Sunday, December 1, 2013

Week 14/15: Realtime FFT and Mic Issues

As a good portion of week 15 was spent digitizing my research effort, this posting will summarize my efforts over Thanksgiving break in addition to the week subsequent.

As I am home for Thanksgiving break, I do not have as much access to tools or equipment. Consequently I spent this week looking into a way to implement realtime FFT on the Arduino. If you recall my earlier assessments upon starting this research I was somewhat hesitant to perform any realtime signal processing. This feeling was compounded by having switched from the 80 Mhz chipkit processor to the reference 16 Mhz AVR earlier in development. However upon some cursory googling into the possibility of something simple like pitch recognition, it seems that something such as FFT is completely doable.

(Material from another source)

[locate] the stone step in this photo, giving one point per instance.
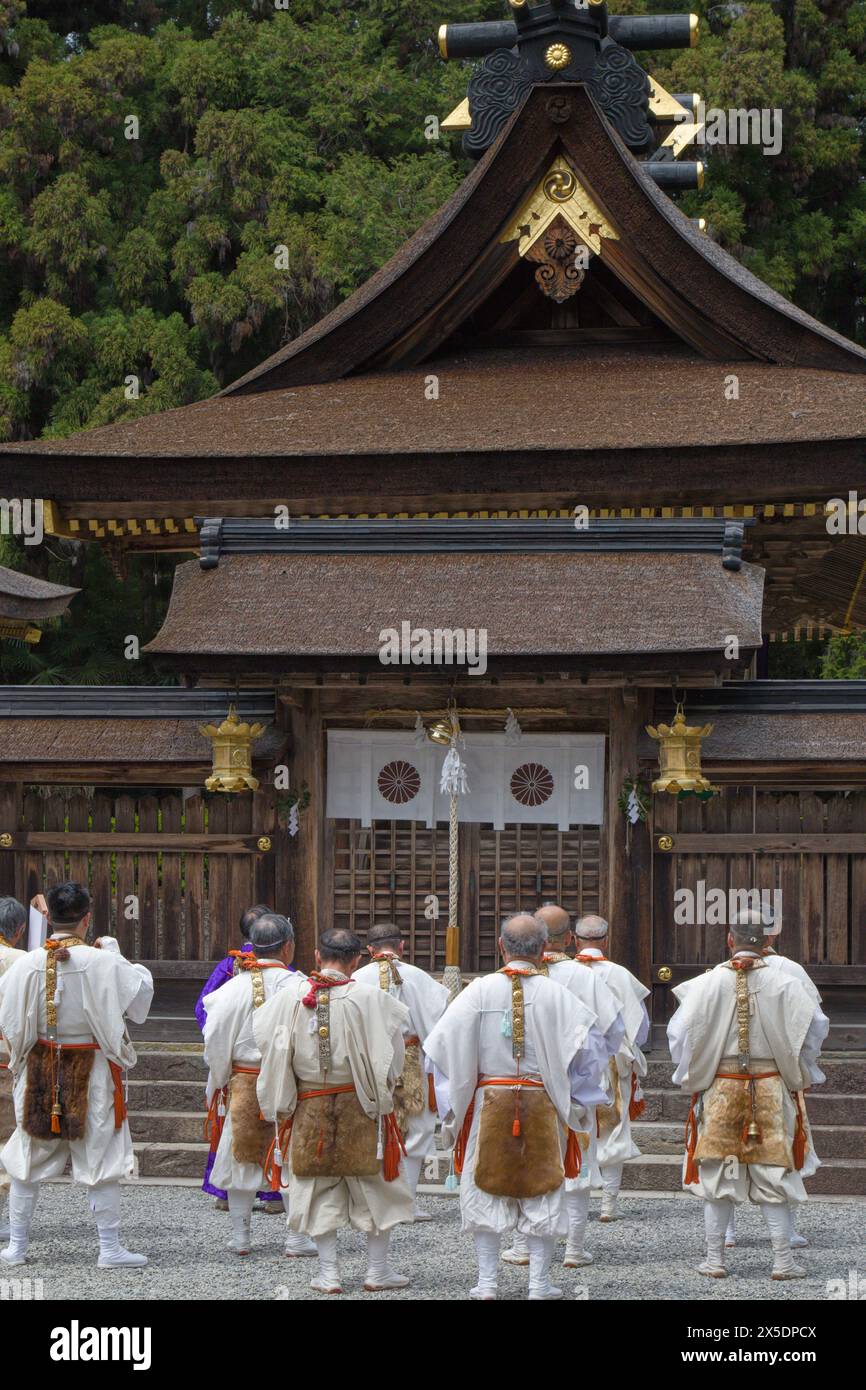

****An aside to clarify the reason for FFT research: I decided upon the tone recognition sensor concept detailed in a previous post. The reason for this is that it seems simple enough to implement, while avoiding possible complexities with communications on the 6 DOF position and movement tracker.

Having taken the ECE intro DSP course, I was somewhat familiar with the concept of pitch recognition via Fourier analysis of a sampled signal. However it had been awhile, and I saw fit to review it. After scrounging up some books, I found that the following link makes a pretty good summary without delving too deep into the complexity of the thing. (Reminder: Our goal is an easily implemented FFT, which is a computer-optimized DTFT, which will perform pitch identification).

http://www.arduinoos.com/2010/10/fast-fourier-transform-fft/
(All pages are interesting, but I don't think I'm going to use the code provided)

Now having explored that link, while the explanation of the concepts and algorithms is good, I am opting away from using his PlainFFT library. The reason for this being that it seems to be developed for more "hardcore" signal processing than we need, and it appears somewhat overcomplicated given that all we need is basic pitch recognition. Instead I decided upon using the ArduinoFFT library (http://wiki.openmusiclabs.com/wiki/ArduinoFFT) as it is simpler and much more straightforward to understand directly from the sample code. This covers the hard part, the software implementation of FFT. From here we just need to get the hardware up to speed.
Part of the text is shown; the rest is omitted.